Chicago – June 09, 2026
The story of the Alam Khan family sits inside a much older history of Muslim charitable endowments, or waqf, that stretches back several centuries in India. By the eighteenth century, nobles, merchants and scholars had endowed mosques, khanqahs, graveyards and schools as permanent waqf, embedding religious charity into the landholding system of Mughal and successor states.
Under British rule, the colonial state slowly began codifying this institution, culminating in laws such as the first Waqf Act of 1913 and the Mussalman Waqf Act of 1923, which attempted to regulate accounts and supervision of these endowments.

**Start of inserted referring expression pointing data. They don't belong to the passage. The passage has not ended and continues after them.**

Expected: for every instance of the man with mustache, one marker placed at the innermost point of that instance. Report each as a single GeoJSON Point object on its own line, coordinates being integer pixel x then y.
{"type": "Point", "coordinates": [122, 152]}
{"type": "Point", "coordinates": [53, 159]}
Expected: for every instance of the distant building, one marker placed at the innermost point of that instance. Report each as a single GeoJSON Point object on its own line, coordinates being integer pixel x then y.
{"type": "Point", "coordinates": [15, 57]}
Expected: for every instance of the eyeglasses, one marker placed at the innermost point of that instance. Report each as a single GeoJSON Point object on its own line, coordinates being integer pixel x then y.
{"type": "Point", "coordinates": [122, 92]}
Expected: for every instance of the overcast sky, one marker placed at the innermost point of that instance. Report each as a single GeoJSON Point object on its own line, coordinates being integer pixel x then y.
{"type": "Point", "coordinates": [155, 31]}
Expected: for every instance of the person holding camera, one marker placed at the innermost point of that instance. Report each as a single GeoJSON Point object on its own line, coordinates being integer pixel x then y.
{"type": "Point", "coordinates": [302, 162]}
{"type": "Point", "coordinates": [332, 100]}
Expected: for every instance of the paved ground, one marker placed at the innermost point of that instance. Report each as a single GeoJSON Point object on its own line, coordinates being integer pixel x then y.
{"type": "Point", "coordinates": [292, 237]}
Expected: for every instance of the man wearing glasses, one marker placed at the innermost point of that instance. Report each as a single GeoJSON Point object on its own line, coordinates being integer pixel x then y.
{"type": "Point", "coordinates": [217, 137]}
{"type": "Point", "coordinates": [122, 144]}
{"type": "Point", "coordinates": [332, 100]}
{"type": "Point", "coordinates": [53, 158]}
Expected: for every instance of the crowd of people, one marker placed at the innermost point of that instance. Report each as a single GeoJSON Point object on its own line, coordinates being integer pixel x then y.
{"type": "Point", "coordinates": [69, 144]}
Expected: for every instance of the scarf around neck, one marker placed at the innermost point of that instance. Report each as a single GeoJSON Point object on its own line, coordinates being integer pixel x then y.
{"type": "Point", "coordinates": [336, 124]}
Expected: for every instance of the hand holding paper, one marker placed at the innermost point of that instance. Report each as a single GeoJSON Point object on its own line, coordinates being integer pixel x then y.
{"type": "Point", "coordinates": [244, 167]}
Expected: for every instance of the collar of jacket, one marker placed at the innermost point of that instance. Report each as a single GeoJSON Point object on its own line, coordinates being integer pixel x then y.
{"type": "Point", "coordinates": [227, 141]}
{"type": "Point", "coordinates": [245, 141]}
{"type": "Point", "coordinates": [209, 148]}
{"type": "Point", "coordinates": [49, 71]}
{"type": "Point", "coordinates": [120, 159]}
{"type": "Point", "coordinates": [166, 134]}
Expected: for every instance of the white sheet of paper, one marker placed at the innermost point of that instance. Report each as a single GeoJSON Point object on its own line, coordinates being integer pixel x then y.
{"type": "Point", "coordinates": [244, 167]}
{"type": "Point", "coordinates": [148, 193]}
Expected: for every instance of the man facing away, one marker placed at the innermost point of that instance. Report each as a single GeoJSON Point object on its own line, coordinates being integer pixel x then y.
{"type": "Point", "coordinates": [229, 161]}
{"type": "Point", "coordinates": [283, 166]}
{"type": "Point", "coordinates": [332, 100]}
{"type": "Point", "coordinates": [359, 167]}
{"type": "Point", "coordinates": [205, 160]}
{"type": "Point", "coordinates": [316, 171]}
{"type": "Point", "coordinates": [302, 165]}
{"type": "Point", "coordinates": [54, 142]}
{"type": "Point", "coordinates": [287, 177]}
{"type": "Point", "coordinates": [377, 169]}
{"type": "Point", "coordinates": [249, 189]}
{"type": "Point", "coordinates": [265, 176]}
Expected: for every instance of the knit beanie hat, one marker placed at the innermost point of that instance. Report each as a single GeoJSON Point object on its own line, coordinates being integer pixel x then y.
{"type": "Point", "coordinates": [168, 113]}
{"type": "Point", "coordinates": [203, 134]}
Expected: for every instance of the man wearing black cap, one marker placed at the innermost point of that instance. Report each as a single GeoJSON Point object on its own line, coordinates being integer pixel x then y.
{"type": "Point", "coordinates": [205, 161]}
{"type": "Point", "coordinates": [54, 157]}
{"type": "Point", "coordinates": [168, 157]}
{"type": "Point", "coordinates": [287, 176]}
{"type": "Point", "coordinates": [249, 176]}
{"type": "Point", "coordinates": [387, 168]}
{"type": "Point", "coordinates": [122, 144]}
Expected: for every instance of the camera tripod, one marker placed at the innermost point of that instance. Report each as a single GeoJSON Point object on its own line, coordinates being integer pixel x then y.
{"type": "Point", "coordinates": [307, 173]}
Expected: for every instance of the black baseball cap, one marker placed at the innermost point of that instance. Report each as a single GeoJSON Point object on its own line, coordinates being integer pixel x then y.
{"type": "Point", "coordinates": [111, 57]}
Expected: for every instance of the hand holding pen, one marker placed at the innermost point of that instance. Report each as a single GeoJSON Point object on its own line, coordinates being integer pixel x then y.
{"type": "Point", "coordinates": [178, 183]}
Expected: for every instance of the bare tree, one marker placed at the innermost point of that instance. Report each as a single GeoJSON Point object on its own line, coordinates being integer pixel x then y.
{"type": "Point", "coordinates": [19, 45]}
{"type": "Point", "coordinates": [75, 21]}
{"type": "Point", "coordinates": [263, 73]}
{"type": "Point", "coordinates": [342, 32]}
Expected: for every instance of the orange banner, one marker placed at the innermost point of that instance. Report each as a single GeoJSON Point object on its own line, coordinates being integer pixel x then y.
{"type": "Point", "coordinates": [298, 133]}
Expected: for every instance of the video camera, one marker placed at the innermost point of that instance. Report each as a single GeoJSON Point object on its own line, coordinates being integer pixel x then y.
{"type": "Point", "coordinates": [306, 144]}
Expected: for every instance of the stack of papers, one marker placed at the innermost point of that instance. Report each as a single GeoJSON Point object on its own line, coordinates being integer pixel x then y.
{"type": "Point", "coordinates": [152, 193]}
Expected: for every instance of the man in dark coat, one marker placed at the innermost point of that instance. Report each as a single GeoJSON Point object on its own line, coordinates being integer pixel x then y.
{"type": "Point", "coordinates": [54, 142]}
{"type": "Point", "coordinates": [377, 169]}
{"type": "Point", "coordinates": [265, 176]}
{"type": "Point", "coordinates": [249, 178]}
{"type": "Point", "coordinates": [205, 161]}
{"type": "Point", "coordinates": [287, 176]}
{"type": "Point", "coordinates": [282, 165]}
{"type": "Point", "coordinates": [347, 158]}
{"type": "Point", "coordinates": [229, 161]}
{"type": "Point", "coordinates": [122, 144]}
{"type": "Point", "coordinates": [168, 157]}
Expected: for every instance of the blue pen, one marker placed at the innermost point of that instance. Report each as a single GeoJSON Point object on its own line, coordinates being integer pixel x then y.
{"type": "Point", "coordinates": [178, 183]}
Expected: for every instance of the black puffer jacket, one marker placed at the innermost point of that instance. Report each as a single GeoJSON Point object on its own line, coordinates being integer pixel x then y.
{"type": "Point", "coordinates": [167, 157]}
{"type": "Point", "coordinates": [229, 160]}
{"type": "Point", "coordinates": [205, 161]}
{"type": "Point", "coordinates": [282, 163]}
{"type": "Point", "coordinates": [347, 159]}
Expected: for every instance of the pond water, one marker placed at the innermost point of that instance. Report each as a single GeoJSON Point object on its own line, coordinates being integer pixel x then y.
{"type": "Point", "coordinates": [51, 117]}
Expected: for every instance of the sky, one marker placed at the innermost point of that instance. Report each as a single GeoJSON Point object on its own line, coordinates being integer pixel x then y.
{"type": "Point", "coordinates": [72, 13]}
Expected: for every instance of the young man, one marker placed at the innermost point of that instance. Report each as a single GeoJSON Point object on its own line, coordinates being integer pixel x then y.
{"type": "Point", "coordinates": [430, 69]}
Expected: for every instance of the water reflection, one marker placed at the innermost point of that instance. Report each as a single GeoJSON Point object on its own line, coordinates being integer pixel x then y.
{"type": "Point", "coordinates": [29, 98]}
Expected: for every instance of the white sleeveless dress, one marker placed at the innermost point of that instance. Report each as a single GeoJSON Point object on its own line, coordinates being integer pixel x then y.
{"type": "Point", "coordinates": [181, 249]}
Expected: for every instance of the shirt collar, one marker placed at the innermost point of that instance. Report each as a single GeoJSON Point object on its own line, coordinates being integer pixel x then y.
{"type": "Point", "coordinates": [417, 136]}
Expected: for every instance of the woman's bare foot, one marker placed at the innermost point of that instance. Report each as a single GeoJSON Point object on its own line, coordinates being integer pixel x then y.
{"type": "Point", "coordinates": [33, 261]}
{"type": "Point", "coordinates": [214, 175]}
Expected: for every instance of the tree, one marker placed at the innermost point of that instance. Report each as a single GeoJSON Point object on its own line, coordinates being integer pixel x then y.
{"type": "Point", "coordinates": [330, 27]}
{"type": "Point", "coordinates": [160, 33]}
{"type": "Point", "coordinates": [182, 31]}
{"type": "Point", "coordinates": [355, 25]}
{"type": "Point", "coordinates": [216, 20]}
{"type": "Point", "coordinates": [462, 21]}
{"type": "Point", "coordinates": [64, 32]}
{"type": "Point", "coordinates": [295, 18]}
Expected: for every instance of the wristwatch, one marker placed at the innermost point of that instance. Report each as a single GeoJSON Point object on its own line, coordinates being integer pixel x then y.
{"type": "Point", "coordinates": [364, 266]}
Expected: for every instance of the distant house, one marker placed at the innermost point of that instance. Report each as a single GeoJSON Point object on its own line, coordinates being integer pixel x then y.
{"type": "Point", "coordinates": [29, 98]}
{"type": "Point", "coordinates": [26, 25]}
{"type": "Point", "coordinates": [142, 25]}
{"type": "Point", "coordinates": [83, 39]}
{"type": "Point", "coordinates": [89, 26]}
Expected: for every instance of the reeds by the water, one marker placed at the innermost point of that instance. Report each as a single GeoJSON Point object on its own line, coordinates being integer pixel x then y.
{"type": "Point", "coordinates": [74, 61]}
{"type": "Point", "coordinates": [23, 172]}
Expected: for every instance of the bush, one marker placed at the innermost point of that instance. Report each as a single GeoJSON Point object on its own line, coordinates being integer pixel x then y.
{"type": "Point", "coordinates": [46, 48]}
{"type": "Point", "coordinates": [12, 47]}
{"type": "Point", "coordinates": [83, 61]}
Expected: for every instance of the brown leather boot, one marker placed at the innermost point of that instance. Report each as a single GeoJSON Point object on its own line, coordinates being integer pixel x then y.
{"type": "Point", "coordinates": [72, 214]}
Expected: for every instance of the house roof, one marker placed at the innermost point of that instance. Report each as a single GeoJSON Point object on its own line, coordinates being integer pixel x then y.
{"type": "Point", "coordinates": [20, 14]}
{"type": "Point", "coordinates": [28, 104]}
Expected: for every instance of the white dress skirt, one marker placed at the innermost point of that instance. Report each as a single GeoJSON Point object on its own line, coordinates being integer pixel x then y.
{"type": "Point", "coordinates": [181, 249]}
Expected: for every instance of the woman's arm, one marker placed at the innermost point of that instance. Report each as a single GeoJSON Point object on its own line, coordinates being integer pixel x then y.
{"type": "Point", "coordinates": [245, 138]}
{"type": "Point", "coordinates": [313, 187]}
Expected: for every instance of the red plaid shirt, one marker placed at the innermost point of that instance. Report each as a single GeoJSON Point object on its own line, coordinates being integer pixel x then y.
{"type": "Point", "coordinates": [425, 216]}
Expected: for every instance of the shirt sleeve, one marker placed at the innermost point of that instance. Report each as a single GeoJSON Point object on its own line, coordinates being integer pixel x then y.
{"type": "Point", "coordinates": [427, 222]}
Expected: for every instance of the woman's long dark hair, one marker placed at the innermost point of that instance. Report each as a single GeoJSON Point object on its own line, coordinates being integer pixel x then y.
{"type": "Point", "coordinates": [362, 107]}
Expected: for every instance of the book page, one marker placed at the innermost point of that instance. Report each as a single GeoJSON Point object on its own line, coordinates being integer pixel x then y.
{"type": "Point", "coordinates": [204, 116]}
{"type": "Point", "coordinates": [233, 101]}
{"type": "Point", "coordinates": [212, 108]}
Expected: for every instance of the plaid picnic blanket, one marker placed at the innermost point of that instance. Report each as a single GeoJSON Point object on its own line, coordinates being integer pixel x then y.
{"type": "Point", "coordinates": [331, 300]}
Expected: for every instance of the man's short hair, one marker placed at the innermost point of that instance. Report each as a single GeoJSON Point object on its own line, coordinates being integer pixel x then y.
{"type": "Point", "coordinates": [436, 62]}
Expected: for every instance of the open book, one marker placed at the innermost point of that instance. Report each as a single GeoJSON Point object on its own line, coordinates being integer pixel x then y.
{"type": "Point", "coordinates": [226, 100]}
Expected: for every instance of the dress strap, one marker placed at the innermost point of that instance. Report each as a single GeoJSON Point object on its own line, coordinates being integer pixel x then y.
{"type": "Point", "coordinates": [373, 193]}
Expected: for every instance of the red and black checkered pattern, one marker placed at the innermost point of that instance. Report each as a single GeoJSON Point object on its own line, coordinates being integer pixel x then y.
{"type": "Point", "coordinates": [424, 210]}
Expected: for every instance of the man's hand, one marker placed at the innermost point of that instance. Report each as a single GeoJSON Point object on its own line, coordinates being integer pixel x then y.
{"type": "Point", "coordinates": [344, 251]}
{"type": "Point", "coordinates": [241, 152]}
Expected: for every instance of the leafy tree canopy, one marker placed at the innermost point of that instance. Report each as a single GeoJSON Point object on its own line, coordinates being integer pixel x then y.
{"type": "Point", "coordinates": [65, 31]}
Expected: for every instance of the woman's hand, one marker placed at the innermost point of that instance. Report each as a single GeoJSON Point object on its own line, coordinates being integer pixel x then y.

These measures, however, did not stop widespread complaints about encroachment, forged documents and misuse of waqf land by private parties and local officials. As one legal analysis notes, vague titles, oral declarations and weak enforcement made waqf properties especially vulnerable to being “captured” over time.
In the princely state of Hyderabad, the Asaf Jahi Nizams presided over a powerful Muslim aristocracy that combined jagirdari (feudal) estates with modern commercial ventures. In 1921, trader‑turned‑industrialist Mohammad Abdus Sattar founded the Hyderabad Deccan Cigarette Factory, launching the Golconda brand during the last Nizam’s reign.
His only daughter, Abida Khatoon, later married young Nawab Shah Alam Khan of a jagirdar family, fusing commercial capital with traditional nobility just as India moved toward independence in 1947 and the old Hyderabad order faced extinction.